So far, I've been able to prove that for $\alpha\geq 0$, the limit exists. But when it comes to negative integers, I'm stuck. I checked with a program and it turns out that this limit does not exist if $\alpha$ is negative.

Thus, I've tried to find two sequences, $a_n$ and $b_n$ that both converge to $0$, but where $$\lim_{n\to+\infty} f(a_n) \neq \lim_{n\to+\infty} f(b_n)$$ where $f$ is the function above.

I've tried taking $a_n = \frac{1}{n}$, which gives me the following (knowing that alpha is negative) : $$\lim_{n\to+\infty} \left( n^{|\alpha |}\ \mathrm{sin}\left(\frac{1}{n} \right)\ \mathrm{sin}(n)\ \right) $$ which I don't know what it equals to, because $n^{|\alpha |}$ goes to infinity and $\mathrm{sin}\left(\frac{1}{n} \right)$ goes to $0$ (so it's an undetermined form).

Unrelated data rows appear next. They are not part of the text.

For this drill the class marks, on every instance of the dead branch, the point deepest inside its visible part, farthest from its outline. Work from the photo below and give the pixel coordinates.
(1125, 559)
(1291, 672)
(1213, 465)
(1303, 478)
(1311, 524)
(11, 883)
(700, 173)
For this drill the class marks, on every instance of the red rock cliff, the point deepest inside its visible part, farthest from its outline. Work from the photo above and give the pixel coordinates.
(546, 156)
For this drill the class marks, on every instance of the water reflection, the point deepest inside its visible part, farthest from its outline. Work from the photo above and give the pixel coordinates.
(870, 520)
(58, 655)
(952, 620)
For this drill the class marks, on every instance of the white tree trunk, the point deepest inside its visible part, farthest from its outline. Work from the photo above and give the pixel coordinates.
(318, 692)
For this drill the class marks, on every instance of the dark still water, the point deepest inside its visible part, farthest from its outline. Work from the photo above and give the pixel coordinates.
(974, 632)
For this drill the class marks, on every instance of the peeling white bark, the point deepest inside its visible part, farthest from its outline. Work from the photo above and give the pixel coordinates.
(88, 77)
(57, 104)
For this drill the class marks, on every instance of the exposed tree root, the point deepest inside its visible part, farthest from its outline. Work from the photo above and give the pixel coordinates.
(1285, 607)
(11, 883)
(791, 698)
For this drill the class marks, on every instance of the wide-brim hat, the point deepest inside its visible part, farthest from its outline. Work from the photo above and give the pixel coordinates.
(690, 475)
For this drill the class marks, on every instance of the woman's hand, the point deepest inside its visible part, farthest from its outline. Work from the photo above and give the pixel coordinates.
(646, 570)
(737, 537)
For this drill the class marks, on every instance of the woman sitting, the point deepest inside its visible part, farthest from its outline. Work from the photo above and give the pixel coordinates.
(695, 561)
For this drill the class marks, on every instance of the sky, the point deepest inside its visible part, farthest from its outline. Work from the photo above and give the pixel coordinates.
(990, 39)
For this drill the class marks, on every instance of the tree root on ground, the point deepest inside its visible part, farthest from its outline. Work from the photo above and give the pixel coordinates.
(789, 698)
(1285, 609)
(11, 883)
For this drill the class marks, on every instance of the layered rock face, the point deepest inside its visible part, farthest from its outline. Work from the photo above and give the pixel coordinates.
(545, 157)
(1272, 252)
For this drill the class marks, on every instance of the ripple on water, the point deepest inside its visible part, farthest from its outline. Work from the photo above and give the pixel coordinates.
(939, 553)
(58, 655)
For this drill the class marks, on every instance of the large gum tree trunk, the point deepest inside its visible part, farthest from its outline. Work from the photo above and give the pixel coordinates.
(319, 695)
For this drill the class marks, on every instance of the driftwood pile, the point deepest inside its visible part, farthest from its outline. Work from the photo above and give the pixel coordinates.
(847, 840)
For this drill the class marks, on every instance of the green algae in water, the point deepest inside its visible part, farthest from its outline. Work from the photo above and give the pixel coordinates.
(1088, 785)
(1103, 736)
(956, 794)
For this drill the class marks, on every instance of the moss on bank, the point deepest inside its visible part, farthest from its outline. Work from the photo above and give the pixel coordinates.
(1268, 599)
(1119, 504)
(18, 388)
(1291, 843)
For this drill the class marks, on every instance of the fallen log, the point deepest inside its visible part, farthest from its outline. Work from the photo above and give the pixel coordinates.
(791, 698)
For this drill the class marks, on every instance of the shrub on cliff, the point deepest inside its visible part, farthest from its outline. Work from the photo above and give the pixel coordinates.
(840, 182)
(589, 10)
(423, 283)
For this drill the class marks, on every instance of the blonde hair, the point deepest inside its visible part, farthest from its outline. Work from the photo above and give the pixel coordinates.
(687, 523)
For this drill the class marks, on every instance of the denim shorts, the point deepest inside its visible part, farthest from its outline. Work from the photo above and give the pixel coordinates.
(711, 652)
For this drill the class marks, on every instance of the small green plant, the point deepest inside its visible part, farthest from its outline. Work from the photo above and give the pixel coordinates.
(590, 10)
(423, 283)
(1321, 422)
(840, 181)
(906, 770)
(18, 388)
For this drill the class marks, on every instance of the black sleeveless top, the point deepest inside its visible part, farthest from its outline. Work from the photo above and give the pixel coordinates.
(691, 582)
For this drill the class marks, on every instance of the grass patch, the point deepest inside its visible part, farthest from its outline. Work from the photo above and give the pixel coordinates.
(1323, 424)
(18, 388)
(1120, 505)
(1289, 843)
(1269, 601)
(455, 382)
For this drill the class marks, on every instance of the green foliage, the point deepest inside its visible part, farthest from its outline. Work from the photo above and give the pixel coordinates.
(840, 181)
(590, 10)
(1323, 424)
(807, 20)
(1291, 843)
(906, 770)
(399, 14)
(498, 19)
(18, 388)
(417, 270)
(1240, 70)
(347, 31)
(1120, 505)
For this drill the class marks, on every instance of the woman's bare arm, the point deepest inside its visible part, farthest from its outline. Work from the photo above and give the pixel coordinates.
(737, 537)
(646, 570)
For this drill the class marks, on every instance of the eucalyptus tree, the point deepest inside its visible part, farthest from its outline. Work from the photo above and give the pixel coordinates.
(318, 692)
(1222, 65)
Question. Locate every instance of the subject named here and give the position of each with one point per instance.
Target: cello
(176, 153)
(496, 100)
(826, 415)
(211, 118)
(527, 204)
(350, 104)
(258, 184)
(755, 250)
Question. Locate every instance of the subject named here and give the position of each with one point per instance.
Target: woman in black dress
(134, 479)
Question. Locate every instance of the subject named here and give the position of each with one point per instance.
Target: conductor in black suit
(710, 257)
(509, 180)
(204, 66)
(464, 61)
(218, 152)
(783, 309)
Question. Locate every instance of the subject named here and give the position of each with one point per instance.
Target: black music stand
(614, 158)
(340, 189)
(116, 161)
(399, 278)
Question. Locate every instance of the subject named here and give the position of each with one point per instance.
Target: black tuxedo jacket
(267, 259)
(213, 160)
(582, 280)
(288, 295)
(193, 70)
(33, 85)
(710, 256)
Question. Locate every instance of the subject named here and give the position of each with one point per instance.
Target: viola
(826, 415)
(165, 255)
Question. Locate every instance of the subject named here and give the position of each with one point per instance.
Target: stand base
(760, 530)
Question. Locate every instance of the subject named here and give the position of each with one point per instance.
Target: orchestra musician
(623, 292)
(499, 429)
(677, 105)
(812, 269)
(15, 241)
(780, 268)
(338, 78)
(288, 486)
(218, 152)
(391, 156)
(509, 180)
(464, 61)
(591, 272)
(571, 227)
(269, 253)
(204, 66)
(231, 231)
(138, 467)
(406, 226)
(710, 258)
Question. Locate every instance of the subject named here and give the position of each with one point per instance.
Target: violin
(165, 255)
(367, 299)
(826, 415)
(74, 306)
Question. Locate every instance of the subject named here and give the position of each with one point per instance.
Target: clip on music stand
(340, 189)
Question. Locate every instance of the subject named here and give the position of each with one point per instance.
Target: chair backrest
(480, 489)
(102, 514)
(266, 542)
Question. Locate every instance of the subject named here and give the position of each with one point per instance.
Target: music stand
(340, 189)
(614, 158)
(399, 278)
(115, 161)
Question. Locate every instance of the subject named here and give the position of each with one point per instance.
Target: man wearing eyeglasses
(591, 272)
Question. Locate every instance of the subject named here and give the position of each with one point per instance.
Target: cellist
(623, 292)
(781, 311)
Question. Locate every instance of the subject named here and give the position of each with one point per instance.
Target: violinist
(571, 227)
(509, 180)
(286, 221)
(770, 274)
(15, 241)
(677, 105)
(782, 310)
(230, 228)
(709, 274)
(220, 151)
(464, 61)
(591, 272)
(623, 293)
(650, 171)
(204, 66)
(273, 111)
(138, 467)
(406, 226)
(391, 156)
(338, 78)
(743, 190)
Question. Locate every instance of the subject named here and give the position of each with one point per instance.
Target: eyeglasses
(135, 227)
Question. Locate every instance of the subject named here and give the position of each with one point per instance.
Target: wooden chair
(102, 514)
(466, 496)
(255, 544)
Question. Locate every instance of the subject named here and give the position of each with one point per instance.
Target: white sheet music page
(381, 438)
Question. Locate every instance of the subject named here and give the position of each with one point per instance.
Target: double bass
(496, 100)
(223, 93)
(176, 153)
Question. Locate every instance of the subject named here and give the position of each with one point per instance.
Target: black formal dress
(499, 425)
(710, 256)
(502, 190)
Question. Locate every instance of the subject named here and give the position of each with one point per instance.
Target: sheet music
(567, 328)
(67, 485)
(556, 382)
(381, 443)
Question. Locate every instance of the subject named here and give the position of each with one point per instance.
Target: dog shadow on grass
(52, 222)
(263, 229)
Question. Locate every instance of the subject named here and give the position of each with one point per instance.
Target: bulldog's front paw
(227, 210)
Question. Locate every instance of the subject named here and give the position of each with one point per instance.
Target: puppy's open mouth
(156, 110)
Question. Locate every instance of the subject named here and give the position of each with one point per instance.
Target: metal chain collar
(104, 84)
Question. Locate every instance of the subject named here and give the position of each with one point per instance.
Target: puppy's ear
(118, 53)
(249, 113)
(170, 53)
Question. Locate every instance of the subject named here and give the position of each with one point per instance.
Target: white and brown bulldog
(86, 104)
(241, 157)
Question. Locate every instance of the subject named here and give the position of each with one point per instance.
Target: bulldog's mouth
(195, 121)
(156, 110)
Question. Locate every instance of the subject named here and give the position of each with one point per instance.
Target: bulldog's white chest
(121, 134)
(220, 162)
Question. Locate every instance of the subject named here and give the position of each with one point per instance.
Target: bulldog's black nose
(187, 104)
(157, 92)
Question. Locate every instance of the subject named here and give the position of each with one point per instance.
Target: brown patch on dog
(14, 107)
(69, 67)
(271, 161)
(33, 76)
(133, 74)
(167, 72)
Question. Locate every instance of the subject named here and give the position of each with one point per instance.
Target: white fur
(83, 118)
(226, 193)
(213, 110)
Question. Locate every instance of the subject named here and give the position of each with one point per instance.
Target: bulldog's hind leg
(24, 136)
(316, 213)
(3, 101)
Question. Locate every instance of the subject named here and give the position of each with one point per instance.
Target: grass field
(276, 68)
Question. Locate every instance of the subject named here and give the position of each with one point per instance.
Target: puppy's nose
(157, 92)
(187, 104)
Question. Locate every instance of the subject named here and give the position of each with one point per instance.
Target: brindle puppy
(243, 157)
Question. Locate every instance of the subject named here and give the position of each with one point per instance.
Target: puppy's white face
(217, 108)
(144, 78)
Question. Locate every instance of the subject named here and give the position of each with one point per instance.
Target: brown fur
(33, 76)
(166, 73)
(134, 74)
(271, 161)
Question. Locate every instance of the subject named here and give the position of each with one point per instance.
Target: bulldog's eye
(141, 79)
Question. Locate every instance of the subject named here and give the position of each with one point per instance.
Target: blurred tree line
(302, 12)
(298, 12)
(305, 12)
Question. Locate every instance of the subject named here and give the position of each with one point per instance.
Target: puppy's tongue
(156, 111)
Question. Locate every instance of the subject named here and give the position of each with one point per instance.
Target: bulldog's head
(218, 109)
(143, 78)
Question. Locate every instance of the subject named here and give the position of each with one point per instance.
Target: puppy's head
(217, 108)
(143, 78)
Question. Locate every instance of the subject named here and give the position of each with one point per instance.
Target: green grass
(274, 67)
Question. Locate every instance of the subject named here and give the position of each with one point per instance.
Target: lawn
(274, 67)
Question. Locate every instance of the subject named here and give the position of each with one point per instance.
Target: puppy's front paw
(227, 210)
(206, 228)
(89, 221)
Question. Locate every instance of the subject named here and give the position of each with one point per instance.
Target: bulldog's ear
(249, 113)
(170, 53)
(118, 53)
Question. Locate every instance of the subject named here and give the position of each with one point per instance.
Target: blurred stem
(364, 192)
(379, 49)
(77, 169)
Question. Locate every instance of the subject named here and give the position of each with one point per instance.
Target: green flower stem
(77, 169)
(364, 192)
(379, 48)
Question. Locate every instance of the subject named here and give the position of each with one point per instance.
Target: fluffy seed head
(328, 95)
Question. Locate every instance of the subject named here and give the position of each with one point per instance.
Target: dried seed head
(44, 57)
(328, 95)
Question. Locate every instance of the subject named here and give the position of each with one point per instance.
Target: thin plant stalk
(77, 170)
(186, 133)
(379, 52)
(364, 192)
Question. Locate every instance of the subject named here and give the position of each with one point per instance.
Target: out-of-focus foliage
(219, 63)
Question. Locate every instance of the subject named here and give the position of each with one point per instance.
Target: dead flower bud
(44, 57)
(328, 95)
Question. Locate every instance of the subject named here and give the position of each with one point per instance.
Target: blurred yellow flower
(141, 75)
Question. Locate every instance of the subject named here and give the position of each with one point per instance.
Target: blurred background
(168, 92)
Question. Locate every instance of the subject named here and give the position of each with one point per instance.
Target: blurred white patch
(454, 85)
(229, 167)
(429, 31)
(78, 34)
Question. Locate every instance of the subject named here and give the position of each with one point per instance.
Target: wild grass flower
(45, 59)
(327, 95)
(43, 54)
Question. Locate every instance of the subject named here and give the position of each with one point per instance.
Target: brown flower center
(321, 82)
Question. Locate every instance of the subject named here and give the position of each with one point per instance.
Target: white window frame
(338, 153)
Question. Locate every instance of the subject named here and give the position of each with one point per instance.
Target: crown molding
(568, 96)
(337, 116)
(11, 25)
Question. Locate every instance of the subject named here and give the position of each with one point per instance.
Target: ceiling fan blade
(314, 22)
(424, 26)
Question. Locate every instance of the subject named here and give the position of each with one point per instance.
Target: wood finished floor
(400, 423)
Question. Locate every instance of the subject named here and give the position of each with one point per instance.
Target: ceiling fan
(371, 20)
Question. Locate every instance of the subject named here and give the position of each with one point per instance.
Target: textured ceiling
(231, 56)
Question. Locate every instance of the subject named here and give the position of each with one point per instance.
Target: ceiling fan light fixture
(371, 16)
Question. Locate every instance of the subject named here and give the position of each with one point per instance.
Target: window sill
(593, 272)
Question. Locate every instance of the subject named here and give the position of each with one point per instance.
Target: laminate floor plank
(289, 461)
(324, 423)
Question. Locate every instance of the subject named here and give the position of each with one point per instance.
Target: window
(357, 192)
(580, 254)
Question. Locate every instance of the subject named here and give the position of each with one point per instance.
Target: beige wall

I've also tried with $b_n=\frac{1}{\pi n}$, giving me: $$\lim_{n\to+\infty} \left( \pi^{|\alpha |}\ n^{|\alpha |}\ \mathrm{sin}\left(\frac{1}{\pi n} \right)\ \mathrm{sin}(n\pi)\ \right)=0$$ since $\mathrm{sin}(n\pi)$ is equal to $0$ for all n.

But apart from this, I really don't know what to do (and clearly, right now I haven't shown that for $\alpha<0$ the limit of the function as $x$ goes to $0$ doesn't exist).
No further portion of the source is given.